Planning is difficult in highly dynamic contexts. We could not foresee the extent to which we would be drawn into mediation work in relation to the unfolding crisis on our university campuses. We could not foresee the dramatic disclosures on state capture and the mounting evidence of a shadow state being created in South Africa.

These and many other related developments led our Board of Trustees into deep reflection on the overarching purpose and positioning of the Foundation. While the reflection is continuing, in the report period it underpinned our taking on a far more robust advocacy role and intervening far more frequently in the public domain.

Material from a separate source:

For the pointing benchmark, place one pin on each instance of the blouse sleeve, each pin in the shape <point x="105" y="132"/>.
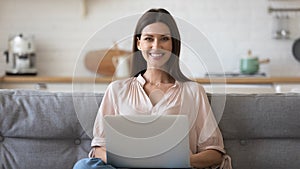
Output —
<point x="210" y="136"/>
<point x="107" y="107"/>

As we moved into 2017, our attention became increasingly focused on the centenary of our founder’s birth in 2018. Plans were far advanced for a centenary campaign driven by a dedicated Foundation team. The primary objectives of the campaign are threefold:

  • To demonstrate the relevance of Nelson Mandela’s legacy five years after his passing
  • To highlight the work of the Foundation in the memory-dialogue nexus
  • To secure the sustainability of the Foundation by completing the endowment project started by Mr Mandela in 2007

Highlights

The contingencies outlined above absorbed considerable time and energy. Nonetheless, the Foundation was able to prioritise consolidation and to ensure that its line function programmes were able to meet their core delivery targets. In other words, routine daily work was implemented strongly and consistently. Key accomplishments include:

  • We demonstrated our capacity to deliver difficult “safe-space” dialogues in both local and international contexts. The crisis on our university campuses saw us in convening, mediating and negotiation roles. The international Mandela Dialogues on memory work moved into a second series and took us to Rwanda and Sri Lanka
  • The highly successful 14th Nelson Mandela Annual Lecture, addressed by Bill Gates on the Mamelodi campus of the University of Pretoria, was the biggest so far in terms of both the guests in the hall (more than 3 000) and the audience reached through broadcast and live streaming
  • The eighth annual Nelson Mandela International Day was again an enormous success and we continued to review the campaign to enhance it as an instrument for making the Mandela legacy more accessible globally. The Trek4Mandela project reached about quarter of a million girls in Southern Africa, but it also saw the tragic loss of race driver Gugu Zulu while climbing Kilimanjaro for the campaign. This was a painful moment for the Foundation, and we miss him still
  • Our social-media platforms were more firmly integrated and continued to grow in reach, with more than 10-million followers.
  • Our digital archive platform (a unique integrated solution for the preservation and accessibility of digital objects in our collections) was successfully  implemented. A metadata capturing team was put in place and is making good progress in preparing material for online accessibility
  • Our research and archive teams are working on four books. Dare Not Linger: The Presidential Years will be launched in October 2017. It completes a project started in 1998 by Mr Mandela to document and tell the story of his presidency

Governance and support

Our strategic plan requires us to secure the Foundation as a site of excellence in governance. In the report period, organisational development was prioritised:

  • A second organisational culture assessment was undertaken. This fed into a process that resulted in the Foundation adopting a formal set of institutional values. A strategy for embedding these in organisational culture will be developed next year
  • Teambuilding for staff was expanded, training and development processes were reviewed, and our intern and volunteer programmes were revamped
  • A risk assessment exercise was undertaken, organisational policies were reviewed, and the Board of Trustees went through a self-assessment exercise
  • A new fundraising strategy was adopted, with the opportunity provided by the 2018 centenary looming large in its implementation

Gratitude

I wish to thank our donors and partners for supporting us through another challenging year. Our Board has been a constant source of wisdom and strength. I am especially grateful to our Chairman, Professor Njabulo Ndebele, who always goes the extra mile in taking the heat in the public domain and in working tirelessly behind the scenes to give me and the management team what we need in strategic support. A final word of thanks goes to our staff for putting in the hard yards, keeping me honest, and making me proud.